Biologist Edward O. Wilson’s concept “biophilia” roughly means a natural or genetic affinity between human beings and other living systems resulting from the co-evolution of “us” with “other.” Wilson claims that “the unique operations of the brain are the result of natural selection operating through the filter of culture. They have suspended us between the two antipodal ideals of nature and machine, forest and city, the natural and artifactual.” “Grass for Bone” originated from these ideas and the inherent inseparability of human, land and culture—“stream carves into gully into dusk into / bodies boiled in lye then scraped clean / turning bones into rusted machinery / a stand of pale orchids no longer.”
Throughout the series three primary motifs overlap and meld into and out of one another: grass, burial, and animal. I grew up and still live in an area that once was prairie and, until recently, knew almost nothing about it. After reading about the North American grasslands (see a swath of land beginning just east of the Mississippi river and extending to the Rocky Mountains), and its fragmented history, I began to see how the grasslands are a place of origins. Many European settlers from forested lands, however, saw the American grassland as a vast nothingness, a sea of land with only a lone bur oak occasionally breaking the horizon. The grassland’s history is one of beauty, violence and change, of displaced peoples and animals, and environmental degradation.
In the series I often juxtapose grassland images with human burial rituals, as in:
water clinging to bluestem
grass clinging to wind & sun
an “ache in the bone” a litany in negative
we stand at the river’s edge to watch
the fish swallow what’s left
of you this keno a bathing place
for the after & the rest also
Burial practices coinciding with grass and animal images tie death to land. Historically, environmental conditions influenced methods of body disposal. At times in the series, a specific “you” is buried or mourned. This “you” surfaces now and again throughout the poems, making the sequence part-elegy. Lost landscape, lost practice, lost person.
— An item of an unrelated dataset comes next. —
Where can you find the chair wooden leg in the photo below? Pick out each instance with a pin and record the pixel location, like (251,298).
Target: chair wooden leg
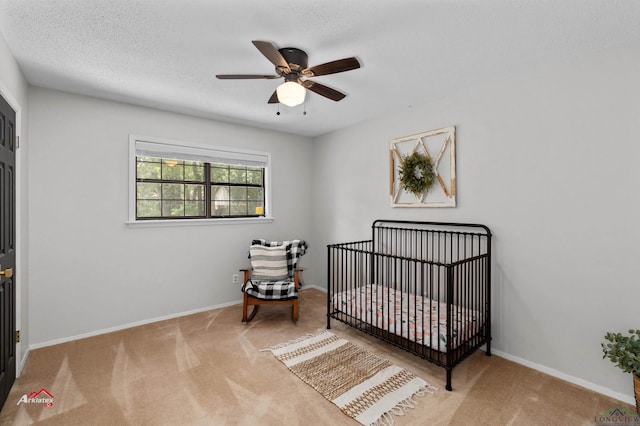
(244,307)
(253,313)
Birds, wolves, and bison, animals both extant and extinct are scattered throughout the lines as sound, or track, or bone: “define the treeline we share / with the rest carrion cardinal compass-flower / bringing a way of being with / not against.” I try to illustrate how we share and do not share our world, a world increasingly crowded, degraded, and warming. Aside from the more serious concerns, I also love playing with the language of this landscape and the beautiful vocabulary that grew from it, “bath of sedges,” “wild plum or peach leaf willow,” “copse of false / Solomon’s seal.”
Formally, I take Lorine Niedecker’s “condensary” to heart to tell this story of fragmentation in a fragmented, condensed form, with associative half-sentences and collaged half-stories. Moving through a text of broken narratives is different than reading a strictly narrative text; however, the same questions one would ask of any text are still relevant. Where and how do the images shift? What meaning is created by their juxtaposition? What is happening with sound and line? For instance, in the second section a sparrow in a minor place bumps up against a sewn sieve of redbud leaves, which is followed by the image of a noose and hoof-prints and a railroad. To me this is a stanza that explores marginalization. The field sparrow is declining due to a changing and fragmented habitat; i.e., the sparrow is only allowed a minor place. Railways are places where a number of prairie plants have been preserved but only in narrow strips. And death can be a form of marginalization, both for the dead and the bereaved.
Finally, a few of the voices and influences in the poems are Erik Seeman’s Death in the New World, Richard Manning’s Grassland, Emily Dickinson, Agnes Denes’ The Human Argument, and Joanna Newsom’s album Have One on Me.